This bill requires the Secretary of Health and Human Services to withdraw the current mifepristone REMS and approve, within 90 days, a risk evaluation and mitigation strategy identical to the one the agency approved in June 2011. It also bars the Secretary from approving any REMS for mifepristone that differs from that 2011 strategy.
Separately, the bill creates a federal tort cause of action against ‘‘covered entities’’—defined to include telehealth providers, pharmacies, and anyone who knowingly imports or transports mifepristone in violation of 18 U.S.C. §1462—and allows compensatory and punitive damages plus attorney’s fees. Finally, it amends the Federal Food, Drug, and Cosmetic Act to prohibit all importation of mifepristone, including by mail.
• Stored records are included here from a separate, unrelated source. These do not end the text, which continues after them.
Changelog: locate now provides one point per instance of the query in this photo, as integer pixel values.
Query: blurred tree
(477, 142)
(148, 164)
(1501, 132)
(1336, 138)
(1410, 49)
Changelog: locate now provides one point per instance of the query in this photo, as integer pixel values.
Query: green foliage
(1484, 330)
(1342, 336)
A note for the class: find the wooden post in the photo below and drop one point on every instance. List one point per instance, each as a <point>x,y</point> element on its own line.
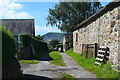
<point>86,51</point>
<point>95,50</point>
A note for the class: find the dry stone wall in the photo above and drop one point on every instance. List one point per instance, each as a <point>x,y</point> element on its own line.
<point>105,31</point>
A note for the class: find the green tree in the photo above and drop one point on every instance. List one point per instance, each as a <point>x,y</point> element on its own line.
<point>54,42</point>
<point>39,37</point>
<point>67,15</point>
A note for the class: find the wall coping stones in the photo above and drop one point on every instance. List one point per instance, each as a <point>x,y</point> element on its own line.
<point>100,13</point>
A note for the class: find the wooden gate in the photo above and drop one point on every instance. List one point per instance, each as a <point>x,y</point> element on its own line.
<point>102,55</point>
<point>89,50</point>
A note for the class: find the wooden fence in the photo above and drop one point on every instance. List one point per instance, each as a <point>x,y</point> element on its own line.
<point>89,50</point>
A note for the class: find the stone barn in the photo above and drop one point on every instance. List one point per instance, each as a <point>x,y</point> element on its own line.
<point>102,28</point>
<point>21,26</point>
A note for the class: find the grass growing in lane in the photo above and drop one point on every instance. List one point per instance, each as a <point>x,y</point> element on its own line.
<point>29,61</point>
<point>68,77</point>
<point>103,71</point>
<point>57,58</point>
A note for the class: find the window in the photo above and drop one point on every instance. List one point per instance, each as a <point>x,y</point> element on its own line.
<point>76,37</point>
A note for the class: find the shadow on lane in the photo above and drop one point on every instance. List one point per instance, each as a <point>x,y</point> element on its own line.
<point>33,77</point>
<point>45,57</point>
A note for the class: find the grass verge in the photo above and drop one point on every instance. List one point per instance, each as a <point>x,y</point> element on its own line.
<point>68,77</point>
<point>29,61</point>
<point>103,72</point>
<point>57,58</point>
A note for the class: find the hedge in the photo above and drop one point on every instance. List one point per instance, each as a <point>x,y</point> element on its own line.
<point>39,46</point>
<point>8,45</point>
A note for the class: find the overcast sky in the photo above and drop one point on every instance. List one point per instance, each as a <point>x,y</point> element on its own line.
<point>9,9</point>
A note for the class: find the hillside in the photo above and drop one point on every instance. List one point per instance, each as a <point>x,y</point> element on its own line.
<point>50,36</point>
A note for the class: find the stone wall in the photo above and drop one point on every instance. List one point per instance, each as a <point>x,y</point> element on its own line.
<point>66,38</point>
<point>105,31</point>
<point>20,26</point>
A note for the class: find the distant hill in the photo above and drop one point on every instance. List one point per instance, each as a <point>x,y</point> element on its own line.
<point>50,36</point>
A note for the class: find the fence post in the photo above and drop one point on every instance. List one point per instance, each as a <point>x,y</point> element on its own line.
<point>95,50</point>
<point>82,49</point>
<point>86,51</point>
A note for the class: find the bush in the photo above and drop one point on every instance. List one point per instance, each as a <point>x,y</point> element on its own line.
<point>8,45</point>
<point>40,47</point>
<point>57,58</point>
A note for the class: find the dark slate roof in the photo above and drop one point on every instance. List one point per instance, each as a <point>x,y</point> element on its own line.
<point>20,26</point>
<point>97,15</point>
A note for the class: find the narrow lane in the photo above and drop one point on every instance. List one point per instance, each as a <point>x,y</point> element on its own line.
<point>48,70</point>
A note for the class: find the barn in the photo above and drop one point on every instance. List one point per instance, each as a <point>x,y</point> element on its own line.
<point>103,29</point>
The measures combine a prescriptive regulatory mandate for FDA with civil and criminal-directional elements that could materially affect telehealth dispensing, cross‑border delivery, and HHS’s regulatory discretion.
At a Glance
What It Does
The bill directs HHS to withdraw the current REMS and reapprove, within 90 days, the exact REMS for mifepristone that was approved in June 2011, and it bars any future REMS that departs from that text. It creates a federal private right of action for physical or mental harm tied to mifepristone that was imported or transported in violation of 18 U.S.C. §1462, and it amends the FDCA to ban importation of mifepristone, including by mail.
Who It Affects
Telehealth providers that prescribe or facilitate out‑of‑state medication abortion, pharmacies that fill mifepristone prescriptions, mail and parcel carriers handling cross‑border shipments, patients seeking medication abortion, and HHS/FDA because the agency must implement a legislatively specified REMS.
Why It Matters
The bill substitutes a Congress‑mandated safety regime for FDA’s discretion, potentially tightening distribution controls and reducing remote access. It also exposes service providers and distributors to federal litigation risk and creates a statutory import ban that directly targets the cross‑border and mail pathways that many patients and providers currently rely on.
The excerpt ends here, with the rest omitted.